Schenectady County

Man acquitted in Schenectady slashing after fracas

Jurors exonerated Quincy Atwell on all six charges he faced in connection with a slashing that occur

Quincy Atwell’s long, dark dreadlocks couldn’t obscure the white of his broad smile as he embraced defense attorney Frederick Rench in the courtroom.

Moments earlier, the 31-year-old city man was facing up to 25 years in prison on the charge of attempted second-degree murder, a crime that had kept him held without bail in the Schenectady County jail for more than nine months. But when the verdict came after a roughly two-week trial, Atwell found himself a free man late Tuesday afternoon, able to walk out of the courthouse unfettered by the shackles he wore on the way in.

Jurors exonerated Atwell on all six charges he faced in connection with a slashing that occurred in an alley on Spring Street in late October. Rench, a contracted public defender who received the case about a month before the trial, said the verdict shows the jury accepted Atwell’s account of a fracas that broke out between him and another man, after a mother accused him of menacing her child.

“This is an innocent man,” he said after the court proceedings ended. “That was a sweep right there.”

Atwell was initially arrested on a first-degree assault charge following a stabbing that left another man with gaping wounds to his face and hand.

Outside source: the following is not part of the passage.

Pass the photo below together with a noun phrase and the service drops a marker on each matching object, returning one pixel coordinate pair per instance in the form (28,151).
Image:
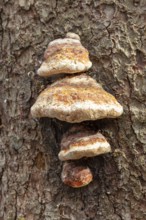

About a month after the attack, a grand jury indicted him on one count of second-degree attempted murder and two counts of first-degree assault, as well as menacing and endangering the welfare of a child.

The incident unfolded after a woman living near Atwell accused him of pulling a knife on her child. Rench said another man then used a 31-inch-long metal pipe to chase Atwell before cornering him in the alley off Spring Street.

Rench said Atwell pulled his pocket knife to protect himself. In the process, he opened up two wounds on the man that required staples to close.

“Quincy tried to walk away from this,” he said. “It was only after he was overtaken that he had to defend himself.”

The duration of the chase and Atwell’s interaction with the child were both disputed at trial. The man who was stabbed later said he followed Atwell about 135 feet before he was injured, while Atwell testified that the man chased him a greater distance, down both Second Avenue and Spring Street, before catching up with him in the alley.

Rench said 911 recordings also dispute the mother’s claim that Atwell pulled a knife on her child. He said the woman indicated to dispatchers that Atwell merely pushed his hand up against the child’s face.

Jurors deliberated throughout the day Tuesday before reaching their verdict around 3 p.m. The trial was originally expected to take about a week, but extended for roughly two weeks.

After the verdict was returned, Judge Michael Coccoma asked whether Atwell had any pending warrants. With none on record, he advised the now-free man he could leave.

“You are free to walk out of this courthouse,” he said.

Rench called the verdict “a terrific victory” for his client. And after Atwell collected his belongings from the jail, he offered him a ride home.

“I’m going to put him in my car and bring him back to his mother,” he said.